Maybe it's best Dream Trigger 3D doesn't have a story. A series of lucid images and techno music strung together under a hazy dream motif, Dream Trigger represents a unique spin on the tried-and-true shmup genre.
While the 3DS' top screen resembles a typical arcade shooter, the twist is that enemies are cloaked and must be exposed if you're to do any damage to them. This is done by placing pings on the sonar, represented by a grid on the touch screen.
A vertical bar sweeps across the touch screen every measure, exploding any pings it touches. Enemies caught in the blast radius are revealed. Hidden foes about to fire are conspicuously shrouded in a white cloud on the top screen, while on the bottom they're represented by purple dots.
This eliminates much of the guesswork, so the challenge comes from predicting their patterns in order to plant sonar bombs along their trajectory. It sounds complicated, but it's little more than scribbling in enemies' general direction to expose them as cannon fodder for the more traditional bullet hell shooter transpiring above.
Stripping enemies of their guise has a dual purpose, as it also refills your ammo.
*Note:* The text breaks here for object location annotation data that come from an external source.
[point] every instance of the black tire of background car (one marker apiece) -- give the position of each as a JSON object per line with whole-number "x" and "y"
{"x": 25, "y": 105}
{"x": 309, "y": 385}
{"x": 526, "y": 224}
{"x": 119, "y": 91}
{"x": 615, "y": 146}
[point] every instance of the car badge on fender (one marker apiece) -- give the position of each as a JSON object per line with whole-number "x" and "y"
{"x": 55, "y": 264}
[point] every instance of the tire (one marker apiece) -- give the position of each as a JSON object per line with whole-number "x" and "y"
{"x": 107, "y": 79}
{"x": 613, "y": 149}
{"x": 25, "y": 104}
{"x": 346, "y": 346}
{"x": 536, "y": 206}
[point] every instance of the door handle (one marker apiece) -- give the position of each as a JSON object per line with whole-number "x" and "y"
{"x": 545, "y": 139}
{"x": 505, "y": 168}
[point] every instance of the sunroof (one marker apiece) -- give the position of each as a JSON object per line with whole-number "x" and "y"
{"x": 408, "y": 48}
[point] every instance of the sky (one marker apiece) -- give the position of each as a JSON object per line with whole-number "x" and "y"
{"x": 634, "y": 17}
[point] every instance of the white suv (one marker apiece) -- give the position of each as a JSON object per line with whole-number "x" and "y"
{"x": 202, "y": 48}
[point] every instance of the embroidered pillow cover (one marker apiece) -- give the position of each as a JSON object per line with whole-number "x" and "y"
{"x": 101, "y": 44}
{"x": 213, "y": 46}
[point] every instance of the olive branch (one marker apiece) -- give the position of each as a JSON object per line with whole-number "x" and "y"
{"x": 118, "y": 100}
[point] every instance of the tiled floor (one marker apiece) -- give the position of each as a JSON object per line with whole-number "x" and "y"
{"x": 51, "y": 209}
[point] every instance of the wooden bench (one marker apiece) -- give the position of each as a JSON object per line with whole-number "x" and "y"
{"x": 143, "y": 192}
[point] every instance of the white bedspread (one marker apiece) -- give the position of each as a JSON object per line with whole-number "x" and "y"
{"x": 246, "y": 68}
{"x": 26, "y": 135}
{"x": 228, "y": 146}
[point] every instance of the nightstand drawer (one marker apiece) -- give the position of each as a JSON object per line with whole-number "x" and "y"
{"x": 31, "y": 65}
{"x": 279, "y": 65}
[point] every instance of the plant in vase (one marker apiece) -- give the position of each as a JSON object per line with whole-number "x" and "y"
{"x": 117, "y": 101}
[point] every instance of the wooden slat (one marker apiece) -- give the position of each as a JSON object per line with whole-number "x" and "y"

You're invincible while shooting, so constantly replenishing ammo becomes a necessity to avoid the onslaught of bullets. Additionally, there are random drops that increase your score, refill your health, make you invincible for a limited period of time, or briefly grant unlimited ammo.
It's a neat concept, and that extra dimension elevates what would otherwise be a forgettable entry in a well-worn genre. Having to multi-manage between two screens is a great hook, and successfully unveiling a cluster of enemies in one swipe before using your newly-charged firepower to annihilate them is extremely rewarding.
Much of this is due to Dream Trigger's groovy audio-visual feedback. It looks resplendent, with a multitude of psychedelic images enhancing the synaesthetic vibe. Between stages, your avatar morphs between a butterfly, phoenix, dolphin, and various geometric shapes among other things. Environments are even more varied, running the gamut from black and white M.C. Escher-style architecture, Rez-like vector graphics, forests, underwater escapades, and angular tunnels resembling the infamous Death Star trench run.
Despite its kaleidoscope of visual splendour, there's no sense that you're actually flying through these environments. It's still a 2D game superimposed on a 3D backdrop, with enemies dropping from above and swooping around in predictable patterns, making it more akin to Galaga than Star Fox. The 3D effect makes the already hallucinatory visuals pop that extra bit, but the superficial nature of the negative space is a let-down.
The audio is pleasing and complements the action well. Techno remixes of Bach and Mozart add a sense of gravitas, and all the songs are complimented by your improvised beeps and blips peppering the soundscape.